The law simply provides that a voting trust agreement is an agreement in writing whereby one or more stockholders of a corporation consent to transfer his or their shares to a trustee in order to vest in the latter voting or other rights pertaining to said shares for a period not exceeding five years upon the fulfillment of statutory conditions and such other terms and conditions specified in the agreement. The five year-period may be extended in cases where the voting trust is executed pursuant to a loan agreement whereby the period is made contingent upon full payment of the loan.
A voting trust agreement may confer upon a trustee not only the stockholder’s voting rights but also other rights pertaining to his shares as long as the voting trust agreement is not entered “for the purpose of circumventing the law against monopolies and illegal combinations in restraint of trade or used for purposes of fraud.” (section 59, 5th paragraph of the Corporation Code) Thus, the traditional concept of a voting trust agreement primarily intended to single out a stockholder’s right to vote from his other rights as such and made irrevocable for a limited duration may in practice become a legal device whereby a transfer of the stockholder’s shares is effected subject to the specific provision of the voting trust agreement. The execution of a voting trust agreement, therefore, may create a dichotomy between the equitable or beneficial ownership of the corporate shares of a stockholder, on the one hand, and the legal title thereto on the other hand. [3]
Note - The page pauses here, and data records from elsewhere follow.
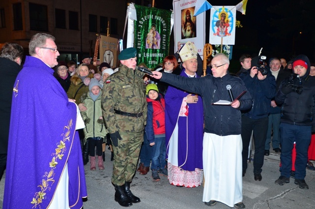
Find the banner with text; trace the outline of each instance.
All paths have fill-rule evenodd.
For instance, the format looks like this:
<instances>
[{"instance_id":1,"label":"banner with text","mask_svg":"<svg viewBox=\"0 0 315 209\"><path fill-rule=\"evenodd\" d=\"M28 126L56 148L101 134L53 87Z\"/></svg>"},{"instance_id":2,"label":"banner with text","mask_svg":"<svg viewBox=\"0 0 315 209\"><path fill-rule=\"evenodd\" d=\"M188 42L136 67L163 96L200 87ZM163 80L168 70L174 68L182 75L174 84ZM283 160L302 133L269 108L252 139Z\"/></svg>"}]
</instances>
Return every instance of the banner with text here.
<instances>
[{"instance_id":1,"label":"banner with text","mask_svg":"<svg viewBox=\"0 0 315 209\"><path fill-rule=\"evenodd\" d=\"M178 50L177 43L189 41L198 49L203 57L205 42L205 12L194 17L197 0L174 0L174 52Z\"/></svg>"},{"instance_id":2,"label":"banner with text","mask_svg":"<svg viewBox=\"0 0 315 209\"><path fill-rule=\"evenodd\" d=\"M210 15L209 42L211 44L234 45L235 6L213 6Z\"/></svg>"},{"instance_id":3,"label":"banner with text","mask_svg":"<svg viewBox=\"0 0 315 209\"><path fill-rule=\"evenodd\" d=\"M117 38L100 35L99 42L99 61L109 64L113 70L117 65L117 50L119 40Z\"/></svg>"},{"instance_id":4,"label":"banner with text","mask_svg":"<svg viewBox=\"0 0 315 209\"><path fill-rule=\"evenodd\" d=\"M154 68L168 55L172 12L135 4L134 47L137 63Z\"/></svg>"}]
</instances>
-Atty. Ma. Rebecca G. Evangelista
[1] Section 63, Corporation Code of the Philippines.
[2] Section 72, Ibid.
[3] Lee vs. CA, G.R. No. 93695, 4 February 1992.
Previous Comments
Good day Rebecca, can you enlighten me on this? Can i assign my unpaid subscription to someone, like another shareholder of the same company? Do i have the right to do that since i’m the one who is subscribed to that? Let say, i can’t pay the unpaid subscription anymore, can i transfer it to someone else? What code or law the will support it if possible?
Posted by jeff macapagal at October 19, 2011, 9:41 pmtechnically speaking, you cant assign an unpaid subscription. What is there to assign anyway? considering that is is unpaid and no cert of stock has yet been issued. if you cant pay the amount, withdraw the subscription. your assignee may just buy shares for the company. or may have an internal arrangement with your supposed assignee to pay the subscription then transfer the shares to his/her name without consideration other than the assumption of the payment for your subscription.
Posted by me at November 29, 2011, 6:52 am



Hello Rebecca, I am looking for corporate law consulting and it appears you might have some experience with it. I am a stockholder of a small private provincial TESDA college in San Agustin, Romblon and wish to ask some legal questions.